Dr. LeFevre also pointed out that because the incidence of AF is directly related to age, the problem will become more prevalent with the aging of the Baby Boomers.

"We can certainly hope that advances in science will provide us safer, easier methods of anticoagulation and stroke prevention, as that is now a significant cost and inconvenience," Dr. LeFevre said. "Simplified management will be more cost effective."

References
1. Snow V, Weiss K, LeFevre M, et al. Management of newly detected atrial fibrillation: A clinical practice guideline from the American Academy of Family Physicians and the American College of Physicians. Ann Intern Med. 2003;139:1009-1017.
2. McNamara RL, Tamariz LJ, Segal JB, Bass EB. Management of atrial fibrillation: Review of the evidence for the role of pharmacologic therapy, electrical cardioversion, and echocardiography. Ann Intern Med. 2003;139:1018-1033.
3. The Atrial Fibrillation Follow-up Investigation of Rhythm Management (AFFIRM) Investigators. A comparison of rate control and rhythm control in patients with atrial fibrillation. N Engl J Med. 2002;347:1825-1833.
4. Van Gelder IC, Hagens VE, Bosker HA, et al. A comparison of rate control and rhythm control in patients with recurrent persistent atrial fibrillation.
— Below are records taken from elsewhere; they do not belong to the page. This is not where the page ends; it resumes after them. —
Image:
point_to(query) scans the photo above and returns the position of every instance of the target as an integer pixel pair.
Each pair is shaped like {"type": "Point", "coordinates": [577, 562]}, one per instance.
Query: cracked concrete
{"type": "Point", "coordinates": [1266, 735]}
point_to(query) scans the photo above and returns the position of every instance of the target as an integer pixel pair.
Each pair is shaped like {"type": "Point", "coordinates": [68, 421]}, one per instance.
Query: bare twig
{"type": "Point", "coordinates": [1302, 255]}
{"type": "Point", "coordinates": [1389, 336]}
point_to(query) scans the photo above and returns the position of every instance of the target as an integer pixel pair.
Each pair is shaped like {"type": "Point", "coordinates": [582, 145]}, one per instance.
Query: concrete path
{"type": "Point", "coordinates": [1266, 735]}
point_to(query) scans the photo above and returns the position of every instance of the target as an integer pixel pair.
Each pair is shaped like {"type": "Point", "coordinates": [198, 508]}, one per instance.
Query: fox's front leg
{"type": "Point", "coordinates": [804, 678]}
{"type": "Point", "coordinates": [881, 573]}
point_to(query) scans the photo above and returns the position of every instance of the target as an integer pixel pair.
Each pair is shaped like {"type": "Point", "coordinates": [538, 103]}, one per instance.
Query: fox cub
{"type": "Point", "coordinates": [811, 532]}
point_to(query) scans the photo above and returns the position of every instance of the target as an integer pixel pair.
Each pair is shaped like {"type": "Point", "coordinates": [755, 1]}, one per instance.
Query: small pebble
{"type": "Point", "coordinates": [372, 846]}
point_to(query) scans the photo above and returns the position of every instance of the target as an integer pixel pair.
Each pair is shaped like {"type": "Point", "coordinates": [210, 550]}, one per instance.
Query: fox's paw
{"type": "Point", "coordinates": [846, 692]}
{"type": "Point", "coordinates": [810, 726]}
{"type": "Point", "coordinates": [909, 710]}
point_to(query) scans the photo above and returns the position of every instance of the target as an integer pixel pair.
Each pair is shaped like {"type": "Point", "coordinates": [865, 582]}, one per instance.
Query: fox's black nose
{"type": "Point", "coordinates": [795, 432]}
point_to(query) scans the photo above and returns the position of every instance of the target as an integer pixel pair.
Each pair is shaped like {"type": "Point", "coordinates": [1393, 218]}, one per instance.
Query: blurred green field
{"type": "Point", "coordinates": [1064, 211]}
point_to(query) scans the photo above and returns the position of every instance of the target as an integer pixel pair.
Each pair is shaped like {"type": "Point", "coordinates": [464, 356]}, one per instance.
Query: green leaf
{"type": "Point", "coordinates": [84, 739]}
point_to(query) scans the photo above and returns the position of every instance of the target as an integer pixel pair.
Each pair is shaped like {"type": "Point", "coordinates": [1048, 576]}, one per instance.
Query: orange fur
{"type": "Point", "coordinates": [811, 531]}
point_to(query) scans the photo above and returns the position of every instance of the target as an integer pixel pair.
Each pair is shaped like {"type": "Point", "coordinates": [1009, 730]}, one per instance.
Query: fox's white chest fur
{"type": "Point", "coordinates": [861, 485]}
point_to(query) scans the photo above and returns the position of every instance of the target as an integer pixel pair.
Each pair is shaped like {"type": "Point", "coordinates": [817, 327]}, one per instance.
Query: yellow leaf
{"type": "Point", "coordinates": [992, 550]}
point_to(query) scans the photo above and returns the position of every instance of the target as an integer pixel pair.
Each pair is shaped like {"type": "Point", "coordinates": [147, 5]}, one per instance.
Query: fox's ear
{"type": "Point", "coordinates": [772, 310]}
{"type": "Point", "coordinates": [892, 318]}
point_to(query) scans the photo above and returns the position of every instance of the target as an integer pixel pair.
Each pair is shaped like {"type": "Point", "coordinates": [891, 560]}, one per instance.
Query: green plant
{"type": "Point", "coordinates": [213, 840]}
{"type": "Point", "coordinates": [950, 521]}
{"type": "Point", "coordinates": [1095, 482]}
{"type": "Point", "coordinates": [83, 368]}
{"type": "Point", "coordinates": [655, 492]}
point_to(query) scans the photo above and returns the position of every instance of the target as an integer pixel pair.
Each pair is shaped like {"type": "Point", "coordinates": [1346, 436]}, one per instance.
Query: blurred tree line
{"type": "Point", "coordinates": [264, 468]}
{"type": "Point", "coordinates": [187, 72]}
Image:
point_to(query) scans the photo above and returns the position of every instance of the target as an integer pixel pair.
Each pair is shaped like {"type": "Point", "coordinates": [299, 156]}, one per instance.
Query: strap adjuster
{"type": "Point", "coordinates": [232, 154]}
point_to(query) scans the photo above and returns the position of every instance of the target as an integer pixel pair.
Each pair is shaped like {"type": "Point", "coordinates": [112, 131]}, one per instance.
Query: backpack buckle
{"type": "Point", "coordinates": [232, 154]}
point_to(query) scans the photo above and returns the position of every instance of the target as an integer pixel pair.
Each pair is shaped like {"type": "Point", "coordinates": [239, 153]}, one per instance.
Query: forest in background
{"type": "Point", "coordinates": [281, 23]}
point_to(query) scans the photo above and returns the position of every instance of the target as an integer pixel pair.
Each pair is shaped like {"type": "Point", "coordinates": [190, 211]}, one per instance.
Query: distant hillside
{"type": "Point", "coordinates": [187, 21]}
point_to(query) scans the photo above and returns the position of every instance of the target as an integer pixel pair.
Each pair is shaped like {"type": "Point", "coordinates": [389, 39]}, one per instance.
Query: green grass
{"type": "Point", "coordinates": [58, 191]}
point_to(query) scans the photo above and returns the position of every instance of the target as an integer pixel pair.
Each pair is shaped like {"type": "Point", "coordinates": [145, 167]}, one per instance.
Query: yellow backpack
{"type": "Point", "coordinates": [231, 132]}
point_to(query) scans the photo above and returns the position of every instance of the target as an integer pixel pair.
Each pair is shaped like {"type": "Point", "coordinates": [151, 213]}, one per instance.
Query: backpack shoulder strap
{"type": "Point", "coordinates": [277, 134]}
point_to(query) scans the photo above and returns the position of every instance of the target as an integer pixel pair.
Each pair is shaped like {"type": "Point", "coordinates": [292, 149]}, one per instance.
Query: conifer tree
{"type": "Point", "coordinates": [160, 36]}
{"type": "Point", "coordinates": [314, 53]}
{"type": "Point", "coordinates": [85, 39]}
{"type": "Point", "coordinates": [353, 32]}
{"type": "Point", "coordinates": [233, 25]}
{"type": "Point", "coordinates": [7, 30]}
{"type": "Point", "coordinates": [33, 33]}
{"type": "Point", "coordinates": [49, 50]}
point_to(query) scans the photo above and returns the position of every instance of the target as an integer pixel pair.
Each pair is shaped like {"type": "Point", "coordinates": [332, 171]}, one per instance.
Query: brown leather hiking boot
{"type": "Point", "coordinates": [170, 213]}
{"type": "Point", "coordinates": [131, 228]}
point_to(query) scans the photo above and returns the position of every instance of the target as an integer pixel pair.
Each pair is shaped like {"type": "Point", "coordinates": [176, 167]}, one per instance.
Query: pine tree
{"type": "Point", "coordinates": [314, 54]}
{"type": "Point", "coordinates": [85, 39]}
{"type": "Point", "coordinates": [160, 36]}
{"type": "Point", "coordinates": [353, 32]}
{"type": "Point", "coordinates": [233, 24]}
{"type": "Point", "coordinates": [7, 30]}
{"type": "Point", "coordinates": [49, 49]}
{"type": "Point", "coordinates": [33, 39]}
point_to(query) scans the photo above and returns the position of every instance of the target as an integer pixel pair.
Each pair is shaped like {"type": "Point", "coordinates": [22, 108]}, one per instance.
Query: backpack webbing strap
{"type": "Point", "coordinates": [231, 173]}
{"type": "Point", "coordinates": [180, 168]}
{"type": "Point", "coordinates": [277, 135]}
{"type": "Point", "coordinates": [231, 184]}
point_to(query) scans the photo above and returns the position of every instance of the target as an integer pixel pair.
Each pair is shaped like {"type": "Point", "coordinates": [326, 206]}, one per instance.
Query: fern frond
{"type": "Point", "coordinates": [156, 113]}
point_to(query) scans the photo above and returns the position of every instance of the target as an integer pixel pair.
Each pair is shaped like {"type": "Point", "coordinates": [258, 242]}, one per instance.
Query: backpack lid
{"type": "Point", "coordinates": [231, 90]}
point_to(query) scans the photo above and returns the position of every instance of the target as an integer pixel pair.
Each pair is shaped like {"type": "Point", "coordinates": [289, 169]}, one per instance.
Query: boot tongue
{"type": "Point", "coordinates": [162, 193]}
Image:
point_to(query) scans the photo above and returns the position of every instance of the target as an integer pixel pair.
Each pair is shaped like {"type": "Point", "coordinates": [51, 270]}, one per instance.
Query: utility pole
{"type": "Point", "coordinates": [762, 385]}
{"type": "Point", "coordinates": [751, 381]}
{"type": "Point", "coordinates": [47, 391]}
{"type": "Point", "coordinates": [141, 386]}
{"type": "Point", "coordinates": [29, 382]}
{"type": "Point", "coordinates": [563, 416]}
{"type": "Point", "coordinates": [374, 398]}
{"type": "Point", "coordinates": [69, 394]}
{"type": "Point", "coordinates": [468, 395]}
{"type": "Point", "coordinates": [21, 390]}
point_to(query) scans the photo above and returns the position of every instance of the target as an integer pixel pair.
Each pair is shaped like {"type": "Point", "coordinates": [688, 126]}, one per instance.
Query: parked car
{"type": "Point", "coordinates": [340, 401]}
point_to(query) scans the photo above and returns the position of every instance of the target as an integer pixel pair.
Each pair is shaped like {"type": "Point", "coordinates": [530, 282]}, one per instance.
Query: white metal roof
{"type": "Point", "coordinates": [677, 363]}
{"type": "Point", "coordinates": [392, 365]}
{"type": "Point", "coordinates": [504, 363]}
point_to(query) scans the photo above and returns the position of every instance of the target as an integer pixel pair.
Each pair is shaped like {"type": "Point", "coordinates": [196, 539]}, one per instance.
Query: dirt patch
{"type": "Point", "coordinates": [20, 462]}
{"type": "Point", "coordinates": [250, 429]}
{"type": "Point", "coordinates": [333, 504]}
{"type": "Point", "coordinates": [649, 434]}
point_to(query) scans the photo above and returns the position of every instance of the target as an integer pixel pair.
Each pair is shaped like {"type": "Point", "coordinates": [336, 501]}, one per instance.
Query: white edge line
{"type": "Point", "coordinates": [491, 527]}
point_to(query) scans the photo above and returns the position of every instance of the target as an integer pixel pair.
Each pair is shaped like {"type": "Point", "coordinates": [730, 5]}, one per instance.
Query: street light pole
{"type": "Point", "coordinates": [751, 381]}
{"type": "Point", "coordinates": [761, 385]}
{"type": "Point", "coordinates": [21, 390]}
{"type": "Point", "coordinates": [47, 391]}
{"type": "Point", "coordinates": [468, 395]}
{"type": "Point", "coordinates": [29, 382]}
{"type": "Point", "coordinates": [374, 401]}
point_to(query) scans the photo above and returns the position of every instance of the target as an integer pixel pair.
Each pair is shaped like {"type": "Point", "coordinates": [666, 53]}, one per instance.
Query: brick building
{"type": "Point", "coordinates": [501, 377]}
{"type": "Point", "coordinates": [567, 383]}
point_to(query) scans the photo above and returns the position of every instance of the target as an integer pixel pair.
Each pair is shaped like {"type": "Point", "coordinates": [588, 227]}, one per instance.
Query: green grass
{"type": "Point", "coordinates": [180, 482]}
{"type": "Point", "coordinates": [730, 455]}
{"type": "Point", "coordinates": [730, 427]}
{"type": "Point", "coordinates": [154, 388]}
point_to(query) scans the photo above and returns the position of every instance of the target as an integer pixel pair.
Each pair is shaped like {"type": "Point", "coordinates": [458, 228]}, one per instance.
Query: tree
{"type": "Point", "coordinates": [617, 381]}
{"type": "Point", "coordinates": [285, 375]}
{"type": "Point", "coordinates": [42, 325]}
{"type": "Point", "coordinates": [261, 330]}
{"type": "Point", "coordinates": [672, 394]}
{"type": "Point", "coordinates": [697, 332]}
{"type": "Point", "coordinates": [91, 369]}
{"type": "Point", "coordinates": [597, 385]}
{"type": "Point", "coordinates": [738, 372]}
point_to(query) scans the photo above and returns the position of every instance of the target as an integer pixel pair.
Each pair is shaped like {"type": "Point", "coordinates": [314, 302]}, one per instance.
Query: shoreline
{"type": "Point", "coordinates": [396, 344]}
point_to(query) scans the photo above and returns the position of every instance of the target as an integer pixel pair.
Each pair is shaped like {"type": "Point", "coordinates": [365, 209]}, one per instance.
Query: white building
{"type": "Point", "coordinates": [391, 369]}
N Engl J Med. 2002;347:1834-1840.
5. Hohnloser SH, Kuck K-H, Lilenthal J, for the PIAF Investigators. Rhythm or rate control in atrial fibrillation -- Pharmacological Intervention in Atrial Fibrillation (PIAF): A randomized trial. Lancet. 2000;356:1789-1794.
6. Klein AL, Grimm RA, Murray RA, et al. Use of transesophageal echocardiography to guide cardioversion in patients with atrial fibrillation. N Engl J Med. 2001;344:1411-1420.